“Sudah dua belas tahun kita menikah, tapi belum sedikitpun kita bahagia”, kata seorang suami kepada istrinya.

 

“Maksud ayah?”, sahut istrinya bingung karena tak seperti biasa suaminya bersikap seperti ini.

 

“Maafkan aku bu, nggak seperti keluarga lainnya yang hidup bahagia dan mapan, selama ini aku belum bisa bahagiakan kamu dan anak-anak, apalagi pekerjaanku seperti ini, hanya seorang tukang sampah keliling di kampung ini”, terang suaminya menjelaskan.

 

“Maksud ayah, aku dan anak-anak tidak bahagia? Kata siapa begitu? Tidak seharusnya ayah berkata seperti itu. Aku merasa bahagia walaupun keadaan kita susah seperti ini. Ayah seharusnya bersyukur, karena ini adalah nikmat yang diberikanNYA untuk kita. Banyak orang yang bergelimang harta tapi hidupnya tidak bahagia, banyak orang yang kaya tapi hatinya selalu dirundung duka.
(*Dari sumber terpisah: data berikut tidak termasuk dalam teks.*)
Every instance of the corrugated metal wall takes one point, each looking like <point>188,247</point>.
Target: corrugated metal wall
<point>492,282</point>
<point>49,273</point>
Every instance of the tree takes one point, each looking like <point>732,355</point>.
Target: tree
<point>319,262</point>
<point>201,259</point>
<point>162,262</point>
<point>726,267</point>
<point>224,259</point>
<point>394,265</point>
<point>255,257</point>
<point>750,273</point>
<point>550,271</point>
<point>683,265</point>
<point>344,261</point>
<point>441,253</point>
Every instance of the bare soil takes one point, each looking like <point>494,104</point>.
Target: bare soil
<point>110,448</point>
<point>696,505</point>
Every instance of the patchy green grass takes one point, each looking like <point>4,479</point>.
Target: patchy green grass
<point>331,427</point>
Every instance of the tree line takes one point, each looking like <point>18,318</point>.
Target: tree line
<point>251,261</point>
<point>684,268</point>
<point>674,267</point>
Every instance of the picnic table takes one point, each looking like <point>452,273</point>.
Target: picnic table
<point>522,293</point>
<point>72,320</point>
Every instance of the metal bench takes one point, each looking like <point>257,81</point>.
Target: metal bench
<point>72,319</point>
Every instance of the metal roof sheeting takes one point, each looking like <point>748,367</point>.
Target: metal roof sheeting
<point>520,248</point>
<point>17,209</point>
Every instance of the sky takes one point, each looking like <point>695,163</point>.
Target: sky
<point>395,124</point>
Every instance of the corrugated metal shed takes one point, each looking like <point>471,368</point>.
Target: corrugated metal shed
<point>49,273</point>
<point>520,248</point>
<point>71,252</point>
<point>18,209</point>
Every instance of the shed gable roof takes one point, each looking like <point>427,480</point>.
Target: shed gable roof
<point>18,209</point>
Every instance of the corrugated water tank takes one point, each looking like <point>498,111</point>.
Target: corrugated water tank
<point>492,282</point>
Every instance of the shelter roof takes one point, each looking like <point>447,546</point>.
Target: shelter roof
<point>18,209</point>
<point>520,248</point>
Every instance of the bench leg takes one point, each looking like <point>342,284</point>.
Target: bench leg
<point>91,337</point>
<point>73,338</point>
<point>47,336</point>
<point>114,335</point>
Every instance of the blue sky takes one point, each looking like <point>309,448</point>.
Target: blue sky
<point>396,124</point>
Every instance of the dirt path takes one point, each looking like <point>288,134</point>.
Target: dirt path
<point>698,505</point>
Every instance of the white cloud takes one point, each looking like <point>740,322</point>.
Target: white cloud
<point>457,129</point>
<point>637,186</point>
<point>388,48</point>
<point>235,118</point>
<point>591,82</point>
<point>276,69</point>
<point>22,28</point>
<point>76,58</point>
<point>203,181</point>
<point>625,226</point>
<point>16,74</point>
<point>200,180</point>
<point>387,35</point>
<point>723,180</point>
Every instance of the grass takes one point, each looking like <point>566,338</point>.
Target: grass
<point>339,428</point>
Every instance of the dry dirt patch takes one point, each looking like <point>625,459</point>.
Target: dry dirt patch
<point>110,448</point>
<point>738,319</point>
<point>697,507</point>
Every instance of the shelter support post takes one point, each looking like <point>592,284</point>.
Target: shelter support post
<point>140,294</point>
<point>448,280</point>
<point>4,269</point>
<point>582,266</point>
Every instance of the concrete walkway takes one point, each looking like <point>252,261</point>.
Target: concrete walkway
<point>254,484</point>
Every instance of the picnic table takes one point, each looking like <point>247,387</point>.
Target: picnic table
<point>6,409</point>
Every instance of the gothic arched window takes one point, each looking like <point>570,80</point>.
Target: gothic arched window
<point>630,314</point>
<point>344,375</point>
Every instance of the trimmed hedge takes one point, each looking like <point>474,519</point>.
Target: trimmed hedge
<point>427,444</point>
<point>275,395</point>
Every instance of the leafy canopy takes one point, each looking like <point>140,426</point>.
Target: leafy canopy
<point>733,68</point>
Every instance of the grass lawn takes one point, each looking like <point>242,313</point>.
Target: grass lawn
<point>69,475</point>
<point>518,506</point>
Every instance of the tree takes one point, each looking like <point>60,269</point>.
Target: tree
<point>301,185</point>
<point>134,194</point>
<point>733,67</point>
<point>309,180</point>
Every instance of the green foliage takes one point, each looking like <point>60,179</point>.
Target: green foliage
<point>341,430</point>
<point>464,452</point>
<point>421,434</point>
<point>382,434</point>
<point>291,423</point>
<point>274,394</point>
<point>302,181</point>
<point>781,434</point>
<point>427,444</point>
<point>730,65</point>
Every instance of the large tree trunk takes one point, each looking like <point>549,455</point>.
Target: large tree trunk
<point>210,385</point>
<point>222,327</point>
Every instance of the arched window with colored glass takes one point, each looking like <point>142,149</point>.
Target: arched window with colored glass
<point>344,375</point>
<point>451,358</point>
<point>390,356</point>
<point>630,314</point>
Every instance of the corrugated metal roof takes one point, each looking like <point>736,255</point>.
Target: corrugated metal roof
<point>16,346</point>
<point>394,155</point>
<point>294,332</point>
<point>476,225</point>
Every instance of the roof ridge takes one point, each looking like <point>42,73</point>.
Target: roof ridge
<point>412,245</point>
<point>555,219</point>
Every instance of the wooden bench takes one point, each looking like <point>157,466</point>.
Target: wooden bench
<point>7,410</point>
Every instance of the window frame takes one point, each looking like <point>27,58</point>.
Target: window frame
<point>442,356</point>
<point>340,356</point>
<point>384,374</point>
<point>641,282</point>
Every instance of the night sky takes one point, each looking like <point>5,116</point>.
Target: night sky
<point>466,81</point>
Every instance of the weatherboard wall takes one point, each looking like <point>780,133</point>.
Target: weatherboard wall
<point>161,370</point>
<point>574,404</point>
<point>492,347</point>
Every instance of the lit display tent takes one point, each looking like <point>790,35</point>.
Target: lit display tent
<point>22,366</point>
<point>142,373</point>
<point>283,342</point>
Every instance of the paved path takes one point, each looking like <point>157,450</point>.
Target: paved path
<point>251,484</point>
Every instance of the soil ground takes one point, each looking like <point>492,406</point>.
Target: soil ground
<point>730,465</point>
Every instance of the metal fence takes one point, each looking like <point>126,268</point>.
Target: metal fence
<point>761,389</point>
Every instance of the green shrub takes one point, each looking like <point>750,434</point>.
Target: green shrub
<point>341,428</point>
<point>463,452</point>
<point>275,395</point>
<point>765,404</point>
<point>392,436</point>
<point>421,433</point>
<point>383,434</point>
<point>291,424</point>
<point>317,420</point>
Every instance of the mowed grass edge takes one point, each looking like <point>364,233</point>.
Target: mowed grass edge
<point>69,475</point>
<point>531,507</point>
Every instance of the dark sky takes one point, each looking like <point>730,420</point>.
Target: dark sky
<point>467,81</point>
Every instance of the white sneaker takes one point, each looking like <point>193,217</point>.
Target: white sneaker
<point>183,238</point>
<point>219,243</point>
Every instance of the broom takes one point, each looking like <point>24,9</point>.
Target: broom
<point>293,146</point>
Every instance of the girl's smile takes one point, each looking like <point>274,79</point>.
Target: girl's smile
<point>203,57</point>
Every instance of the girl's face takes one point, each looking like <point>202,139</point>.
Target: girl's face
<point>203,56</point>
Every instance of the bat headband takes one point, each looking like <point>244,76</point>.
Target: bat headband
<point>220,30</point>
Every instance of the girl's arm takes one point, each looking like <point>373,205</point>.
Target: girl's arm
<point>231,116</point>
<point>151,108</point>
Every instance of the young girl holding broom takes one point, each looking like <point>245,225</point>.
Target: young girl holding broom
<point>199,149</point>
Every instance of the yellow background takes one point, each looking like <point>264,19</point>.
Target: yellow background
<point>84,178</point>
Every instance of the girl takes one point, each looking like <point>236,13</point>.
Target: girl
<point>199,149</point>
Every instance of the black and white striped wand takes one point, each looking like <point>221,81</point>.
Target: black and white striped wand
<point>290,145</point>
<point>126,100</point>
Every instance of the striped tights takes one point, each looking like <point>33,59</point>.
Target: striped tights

Mending kita hidup seperti ini Yah, yang penting hati kita tenang dan bahagia. Masih bisa makan walau seadanya, masih bisa menyekolahkan anak-anak walaupun bukan di sekolah yang mahal, dan ayah bisa mengatur waktu untuk beribadah tidak disibukkan dengan urusan dunia. Anggap pekerjaan ayah ini adalah ibadah karena membuat kampung kita jadi bersih.

 

Tentang pekerjaan Ayah, Ayah boleh bekerja sebagai tukang sampah, tapi bukan berarti pekerjaan yang ayah jalani adalah sampah. Ayah memang mengambil sampah dari masyarakat, tapi bukan berarti ayah adalah sampah masyarakat. Tangan ayah boleh kotor karena sampah, tapi yang penting tangan ayah tidak pernah berbuat kotor atau dosa.

 

Biarlah orang memandang ayah rentan terkena penyakit, tapi yang penting ayah tidak membuat orang berpenyakit, apalagi itu penyakit hati. Biarlah juga orang lain menghina ayah, tapi yang penting ayah tidak pernah menghina mereka. Jadi ayah harus tetap bersyukur ya dan ikhlas menjalani ini semua.”, jawab istrinya berusaha menenangkan hati suaminya.

 

“Ya sayang, kamu memang wanita terbaik yang dianugerahkanNYA untukku. Terima kasih ya istriku, ibu dari anak-anakku, hatiku sekarang bisa sedikit lebih tenang.”, sambung suaminya sambil melempar senyum kecilnya.

 

Istrinya juga ikut tersenyum melihat suaminya tersenyum tanda berkurang kemurungannya. Oh indahnya hidup bila bisa saling menyejukkan dan mengingatkan, apalagi jika dibumbui dengan rasa ikhlas dan syukur, pasti hidup akan terasa jauh lebih indah lagi jadinya.